# Remove duplicate channels



## Eccles (Dec 27, 2001)

Time Warner here in Austin just loves to duplicate channels in their line-up, and I'm sure they're not the only ones that do it. Not only do we get the analogs below 100 all duplicated in digital on a higher number, but all the HD channels get a number in the hundreds (to group them by genre, i.e. sports in the x00's, news in the y00's, etc) as well as a number in the 1400-1600 range (to group the HD's together).

I guess these groupings are aimed at channel-surfing troglodytes, but the duplication is a PITA when searching for new shows: instead of just one listing for a new program, by default you see two - or even four if it's on a network that has both an SD and an HD feed.

What I'd like to see is a simple means of eliminating these duplicates from Channels I Receive. That could be as simple as allowing us to sort the Channels list by call sign instead of channel number, to allow the user to quickly and easily find the duplicates instead of having to page up and down through the list because they're hundreds apart.

An automated process that would select only one instance of each network (and perhaps even deselect the SD if there's an HD equivalent available) would be even nicer. Perhaps it could even be included as part of Guided Setup.


----------



## lrhorer (Aug 31, 2003)

Yeah, the Channels I Receive list needs to be spiffed up a number of ways. Something like you suggest would be nice, but I would be happier if the user could select a channel in the list, switch to Live TV on that channel, and switch back without losing one's place. It also would be great if they would supply a little more information about each channel. Often I have no idea if a new channel is one in which I would be interested.


----------



## jayfest (Mar 25, 2003)

In my area (greater Philadelphia), there are noticeable differences in the schedule between the local PBS station (WHYY, channel 12) and its HD equivalent (channel 240). So while I have removed the SD versions of the other local broadcast channels, I have retained channel 12 in my list. My question is, is anybody aware of any national CABLE channels that have differences between the SD and HD versions? I haven't noticed any yet, but I'm wondering if anybody else has.


----------



## bmgoodman (Dec 20, 2000)

lrhorer said:


> Yeah, the Channels I Receive list needs to be spiffed up a number of ways. Something like you suggest would be nice, but I would be happier if the user could select a channel in the list, switch to Live TV on that channel, and switch back without losing one's place.
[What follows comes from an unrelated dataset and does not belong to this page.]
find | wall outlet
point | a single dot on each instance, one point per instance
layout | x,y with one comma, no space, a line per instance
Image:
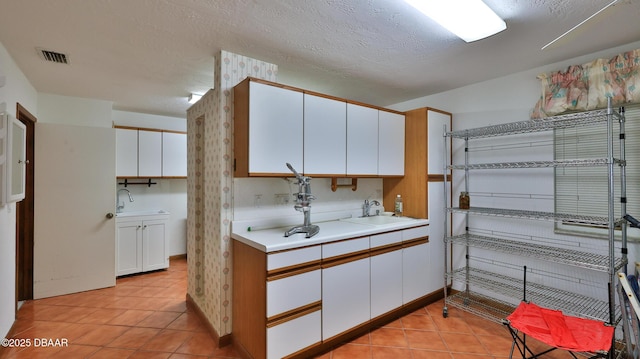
282,199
It also would be great if they would supply a little more information about each channel. Often I have no idea if a new channel is one in which I would be interested.


I'd like to see this implemented before the next shiny widget is incorporated into the software. Whoever thought that selecting channels by looking at a text-based list was not a genius when the software was written in 1999 and is even less so with hundreds of channels in 2009! I'd love to have back the time I have wasted helping other people set up their channels on Tivo. My TV from the 1980s let me SEE each channel, one-by-one, and I could choose to add or delete it from my channel "list". Come on, Tivo!


----------